As a marketer, I’m always looking to learn new techniques and repeat tactics that work. I recently had the pleasure of talking with Simone Stover of the Albuquerque Journal to discuss our start-up division, Hometown Reads. She featured our site in a digital article that also showed up in the Sunday edition of the paper.
While I have no way of proving that it’s the print exposure, rather than the digital article, that made a difference, within a week of the publication of her article, we saw an increase of authors listed in Albuquerque of nearly 500%, seeing more than 50 authors add their books to the site after the article’s publication. We saw similar growth after a print article in the Kansas City Star last summer. Other digital only articles have not created the same results.

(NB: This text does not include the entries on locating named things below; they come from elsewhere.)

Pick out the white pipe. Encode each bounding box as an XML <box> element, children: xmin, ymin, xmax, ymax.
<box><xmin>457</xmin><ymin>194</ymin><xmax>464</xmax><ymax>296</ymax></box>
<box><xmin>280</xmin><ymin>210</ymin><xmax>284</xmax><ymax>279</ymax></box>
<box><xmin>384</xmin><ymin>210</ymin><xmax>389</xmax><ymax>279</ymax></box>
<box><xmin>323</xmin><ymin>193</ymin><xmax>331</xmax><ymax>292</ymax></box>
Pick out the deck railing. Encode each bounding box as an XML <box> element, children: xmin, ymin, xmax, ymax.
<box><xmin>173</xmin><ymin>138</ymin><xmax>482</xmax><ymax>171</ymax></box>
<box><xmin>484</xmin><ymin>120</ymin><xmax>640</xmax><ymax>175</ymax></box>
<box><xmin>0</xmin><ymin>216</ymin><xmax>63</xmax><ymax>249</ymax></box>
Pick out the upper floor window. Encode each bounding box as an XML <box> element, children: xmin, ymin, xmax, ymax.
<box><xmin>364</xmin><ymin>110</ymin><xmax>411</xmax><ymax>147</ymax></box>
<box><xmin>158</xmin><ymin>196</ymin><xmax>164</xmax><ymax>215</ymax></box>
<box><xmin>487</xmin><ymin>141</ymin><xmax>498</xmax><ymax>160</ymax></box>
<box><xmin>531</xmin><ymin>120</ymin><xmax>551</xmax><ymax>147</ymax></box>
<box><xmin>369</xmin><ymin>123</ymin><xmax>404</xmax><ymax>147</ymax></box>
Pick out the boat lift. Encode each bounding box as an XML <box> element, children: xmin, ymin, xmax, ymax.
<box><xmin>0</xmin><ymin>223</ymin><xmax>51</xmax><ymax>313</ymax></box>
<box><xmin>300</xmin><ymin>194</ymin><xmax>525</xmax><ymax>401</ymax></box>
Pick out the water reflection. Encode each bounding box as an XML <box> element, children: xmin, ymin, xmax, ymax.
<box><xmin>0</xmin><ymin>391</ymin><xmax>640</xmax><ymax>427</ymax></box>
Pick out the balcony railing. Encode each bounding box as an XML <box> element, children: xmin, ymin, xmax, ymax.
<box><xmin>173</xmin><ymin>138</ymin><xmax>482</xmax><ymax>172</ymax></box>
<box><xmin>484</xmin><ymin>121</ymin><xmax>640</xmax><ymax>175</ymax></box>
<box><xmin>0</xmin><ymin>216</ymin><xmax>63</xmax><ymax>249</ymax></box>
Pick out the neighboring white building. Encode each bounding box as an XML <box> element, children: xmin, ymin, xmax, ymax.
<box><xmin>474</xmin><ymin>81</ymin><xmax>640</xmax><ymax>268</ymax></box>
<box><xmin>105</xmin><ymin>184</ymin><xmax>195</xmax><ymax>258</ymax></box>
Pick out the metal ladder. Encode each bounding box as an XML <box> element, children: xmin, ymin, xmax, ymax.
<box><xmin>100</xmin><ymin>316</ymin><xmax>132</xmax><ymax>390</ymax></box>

Print is powerful. People read, and are influenced by what they read, in print publications. While I work to convince our clients of the importance of an online footprint, I am convinced, more than ever, that seeking exposure in print publications is valuable, necessary, and effective. And though getting exposure in national publications may be nearly impossible for all but celebrities, well-placed print articles in a local newspaper may be even more valuable to a thought leader looking to gain publicity in a specific region.
Here are a few principles to consider if you are looking to create greater awareness for your idea, product, or book through gaining print coverage.
Make your pitch relevant to local or regional print publications. What angle do you have that ties your idea or product to the region or location in which you’d like to get exposure? Make the local connection clearly evident in your pitch or press release. Each local press release we send includes quotes from and a list of local authors: a immediate relevance to the publication. Help the journalist you are pitching understand why your story matters to their local readers.
Be as helpful as possible. Our team sent graphic assets to Stover, the journalist at the Albuquerque Journal. As a result, our branded logos showed up in print and online.We also sent quotes from authors, which Stover included in her article. The easier you make it for a journalist to craft their story, the more likely you will gain the exposure you hope for.
Plan to customize and send your release at different times to different locations. Sending to various locations will give you the opportunity to adjust your pitch if it’s not returning the results you want. Be sure to have a local tie-in for each location-based pitch., and be prepared that not every press release will result in a print article. We’ve launched nearly 60 locations for Hometown Reads and have had only a few significant print pick-ups.
Be persistent. At various times, I’ve considered scrapping our approach of sending a press release with every new city launch at Hometown Reads. I’ve decided that even though not every release results in print or digital coverage, the great advantage we gain with each placement makes the risk and investment worthwhile.
Find a partner. While you may be able to search for contact information of journalists through Google or other online channels, partnering with a PR firm to send email based press releases to local publications may save you significant time and increase your chances for success in landing the media coverage you desire. PR firms invest in media databases that you may not be able to access without incurring significant costs. Be sure to get clarity about what you are buying and what possible results you can expect.